Any idea why sp_MSdistribution_cleanup is so CPU intensive?

Kirby 2013-04-17 21:49:08

Specifically sp_MSsubscription_Cleanup is a dog and SQL Sentry clocked it at 1.6 billion page reads and over 3000 seconds of CPU time. This is Microsoft system code and running on a new Dell R820 with 24 cores.

Kirby 2013-04-17 22:30:44
Thank you. I will look at that link.
Kirby 2013-04-17 22:39:11
Good articles. We did make those changes earlier to the retention periodimmediate sync and our Distribution DB is fairly small at 3 GB. MSrepl_commands has 9 million records and MSrepl_transactions has 2.5 million. These are set to a cleanup of @min_distretention = 10, @max_distretention = 36.
SQLkiwi 2013-04-19 11:15:33
The primary cause is that Microsoft do not write good T-SQL or architect good databases (not by any means limited to replication stored procedures).

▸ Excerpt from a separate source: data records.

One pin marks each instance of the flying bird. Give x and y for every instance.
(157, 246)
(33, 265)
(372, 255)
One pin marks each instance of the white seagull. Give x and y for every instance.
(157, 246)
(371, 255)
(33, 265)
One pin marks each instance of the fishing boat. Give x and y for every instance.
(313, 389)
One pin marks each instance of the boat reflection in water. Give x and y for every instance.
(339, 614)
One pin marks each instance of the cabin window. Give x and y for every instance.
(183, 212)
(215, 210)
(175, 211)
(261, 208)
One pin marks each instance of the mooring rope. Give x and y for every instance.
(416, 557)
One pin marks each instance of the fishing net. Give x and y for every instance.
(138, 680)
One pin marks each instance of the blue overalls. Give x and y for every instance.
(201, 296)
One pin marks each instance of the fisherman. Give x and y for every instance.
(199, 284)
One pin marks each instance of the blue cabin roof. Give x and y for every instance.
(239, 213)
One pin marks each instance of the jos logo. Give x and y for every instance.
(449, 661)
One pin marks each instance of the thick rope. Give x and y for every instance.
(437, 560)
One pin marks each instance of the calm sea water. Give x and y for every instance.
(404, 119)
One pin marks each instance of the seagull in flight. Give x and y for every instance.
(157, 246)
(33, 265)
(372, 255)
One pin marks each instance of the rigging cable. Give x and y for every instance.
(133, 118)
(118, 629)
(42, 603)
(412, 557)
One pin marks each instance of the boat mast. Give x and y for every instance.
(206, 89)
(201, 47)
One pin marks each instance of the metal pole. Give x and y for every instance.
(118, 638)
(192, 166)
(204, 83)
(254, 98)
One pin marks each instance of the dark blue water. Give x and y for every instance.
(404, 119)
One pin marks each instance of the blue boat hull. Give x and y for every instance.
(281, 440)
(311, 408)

The query in question contains horribly nested correlated subqueries that the optimizer has no hope of unrolling from nested loops form. If you were to capture an execution plan with runtime statistics, you would find a very poor distribution of rows across threads in the parallel plan (quite likely all rows on one thread), and a simply enormous number of executions on the inner side of one or more nested loops joins.

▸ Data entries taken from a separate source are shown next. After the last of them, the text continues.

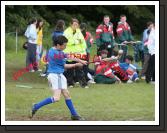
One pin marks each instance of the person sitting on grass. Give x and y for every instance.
(130, 68)
(104, 73)
(114, 65)
(57, 81)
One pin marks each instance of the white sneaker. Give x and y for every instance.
(129, 81)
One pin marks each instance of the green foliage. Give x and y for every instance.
(18, 16)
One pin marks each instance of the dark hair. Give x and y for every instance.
(60, 40)
(60, 25)
(149, 23)
(74, 20)
(32, 21)
(83, 26)
(129, 57)
(122, 15)
(38, 22)
(106, 16)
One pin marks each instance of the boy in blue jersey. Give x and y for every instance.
(57, 81)
(129, 68)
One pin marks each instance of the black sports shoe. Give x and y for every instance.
(77, 117)
(33, 111)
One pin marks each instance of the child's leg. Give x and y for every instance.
(135, 76)
(69, 103)
(55, 98)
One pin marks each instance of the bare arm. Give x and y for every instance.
(77, 60)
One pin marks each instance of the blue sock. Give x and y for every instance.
(71, 107)
(44, 102)
(135, 75)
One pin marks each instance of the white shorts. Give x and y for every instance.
(57, 81)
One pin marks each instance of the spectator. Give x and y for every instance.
(105, 36)
(31, 35)
(89, 42)
(130, 69)
(76, 45)
(150, 73)
(104, 74)
(146, 53)
(59, 30)
(124, 35)
(39, 28)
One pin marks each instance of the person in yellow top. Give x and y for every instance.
(39, 28)
(76, 46)
(76, 42)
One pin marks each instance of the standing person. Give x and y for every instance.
(129, 68)
(56, 78)
(76, 46)
(146, 53)
(104, 74)
(150, 73)
(31, 35)
(124, 35)
(105, 36)
(89, 42)
(39, 28)
(59, 30)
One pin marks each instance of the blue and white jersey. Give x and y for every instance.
(56, 60)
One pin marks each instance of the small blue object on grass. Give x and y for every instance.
(23, 86)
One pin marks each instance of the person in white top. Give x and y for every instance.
(150, 73)
(31, 35)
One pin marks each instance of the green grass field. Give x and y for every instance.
(115, 102)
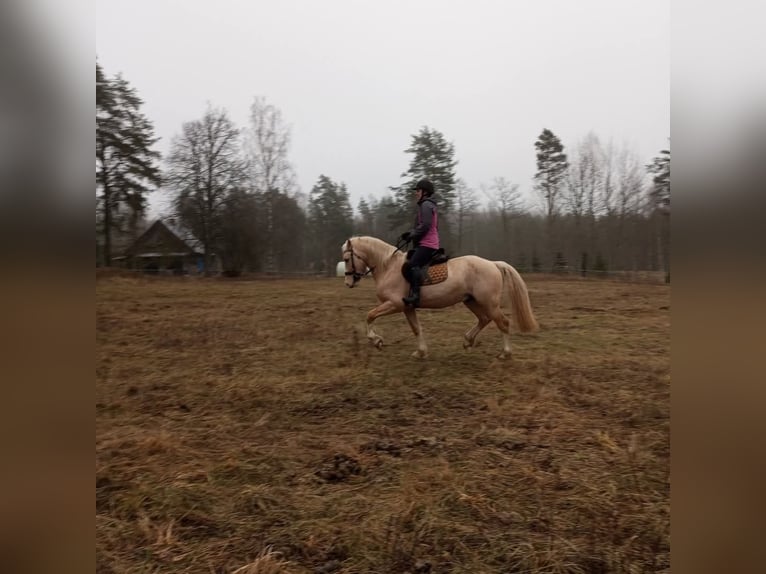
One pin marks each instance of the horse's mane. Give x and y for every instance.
(379, 250)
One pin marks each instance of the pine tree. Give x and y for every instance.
(552, 167)
(433, 158)
(205, 168)
(331, 221)
(126, 164)
(551, 173)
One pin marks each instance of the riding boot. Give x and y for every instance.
(416, 278)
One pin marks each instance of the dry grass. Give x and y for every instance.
(248, 427)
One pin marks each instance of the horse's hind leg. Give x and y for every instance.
(412, 319)
(504, 324)
(469, 338)
(385, 308)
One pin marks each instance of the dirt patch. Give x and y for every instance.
(248, 426)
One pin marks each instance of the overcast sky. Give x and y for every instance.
(356, 79)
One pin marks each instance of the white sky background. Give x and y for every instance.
(356, 79)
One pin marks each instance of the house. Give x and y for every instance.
(160, 250)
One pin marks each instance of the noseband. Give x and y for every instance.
(357, 276)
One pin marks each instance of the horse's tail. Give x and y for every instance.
(520, 304)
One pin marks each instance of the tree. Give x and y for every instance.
(330, 220)
(239, 235)
(660, 198)
(433, 158)
(205, 167)
(284, 249)
(505, 200)
(267, 142)
(366, 221)
(126, 164)
(466, 204)
(552, 167)
(660, 169)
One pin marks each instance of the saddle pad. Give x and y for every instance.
(436, 274)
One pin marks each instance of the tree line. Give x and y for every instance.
(234, 190)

The sheer number of inner-side executions is responsible for the high CPU usage, logical read count, and duration. If the code were better, the worst of the correlated loops joins would be replaced by a much more efficient (in this case) hash or merge joins and the thing would fly along. Sadly, we do not live in that particular universe.

Kirby 2013-04-19 15:25:38
Thank you SQLkiwi. Transactional replication is one of the things that keeps me up at night and if we continue with Microsofts current approach I don't think we can scale. Looking for alternatives to scaling out our application. Thanks again!